NFU president Peter Kendall has called on farmers to forge a pact with consumers and help create a fair, transparent and safe supply chain for British food.
Mr Kendall delivered what he described as “perhaps his most critical message” as farm leader to NFU annual conference on Wednesday (27 February).
“I’ve talked about partnerships with those in power to get things changed,” he said. “Today I want to talk about a pact with the great British consumer to get things changed.”
In his keynote conference speech, Mr Kendall said three initial lessons should be drawn from the scandal that saw beef products contaminated with horsemeat.
“First, we’ve learnt that it’s nonsense when retailers claim they can sell eight beefburgers for a pound and maintain complete transparency about what’s in their products and where it comes from.
“Second, it’s clear that the longer a supply chain and the more borders it crosses, the less traceable our food is and the more the chain is open to negligence at best, fraud and criminal activity at worst.
“Third, the great British consumer prefers to know they are eating great British food; food produced with passion and pride by British farmers and growers.”
That boiled down to a clear and simple message, said Mr Kendall.
“We need shorter supply chains which source from British farmers and growers. What do I mean by short? I mean as simple as possible:- Farmer – processor – shop.”
But if British farmers were to deliver more of the food bought by British consumers, it was going to take a major shift in the way the food chain operated.
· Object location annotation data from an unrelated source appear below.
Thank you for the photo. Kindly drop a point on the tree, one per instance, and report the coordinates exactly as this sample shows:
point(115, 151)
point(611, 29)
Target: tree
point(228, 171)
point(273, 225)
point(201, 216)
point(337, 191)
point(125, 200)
Referring to the horsemeat scandal, Mr Kendall said the recent appointment of a supermarket ombudsman would deal with only one aspect of supply chain relationships.
“It’s not enough to put right the flaws in the chain that have come to light over the last few weeks. I know I speak for all farmers when I say that I am furious about what has happened.”
British farmers had invested a lot of heartache and a lot of hard work and cost to produce the best beef since the days of BSE and foot-and-mouth but were rightly proud of what we’ve achieved.
“We now need supermarkets to stop scouring the world for the cheapest products they can find and start sourcing high quality, traceable, product from farmers here at home.”
“That may mean more dedicated supply groups,” Mr Kendall added. “It will certainly mean longer-term thinking and a shorter supply chain.”
“I hope it will mean fewer marketing campaigns dressing up foreign imports with a homely British-sounding name in the hope the consumer won’t notice it’s not British.”
Farmers knew British consumers preferred to buy food that came from as close to home as possible – a fact backed up by an NFU OnePoll survey should 90% wanted to buy British.
Mr Kendall said farmers also recognised that price was an issue for many consumers. But he insisted that his message was emphatically not elitist.
“For our part, as British farmers, we are working hard to make sure you can buy traceable British food, produced to high standards, at all price points. That’s our commitment to you.”
In return, Mr Kendall urged consumers to buy British.
“First, we want you to buy British. Start by looking for the red tractor logo; it stands for traceable and independently inspected food – from farm to pack.”
Consumers should also be more demanding, said Mr Kendall.
“Demand answers from the people you buy from – supermarkets, butchers, restaurants, pubs, farm shops, farmers’ markets: where was the food sourced, is it local, how was it produced, what’s in it?
“If you’re buying British, we’ve a great story to tell.”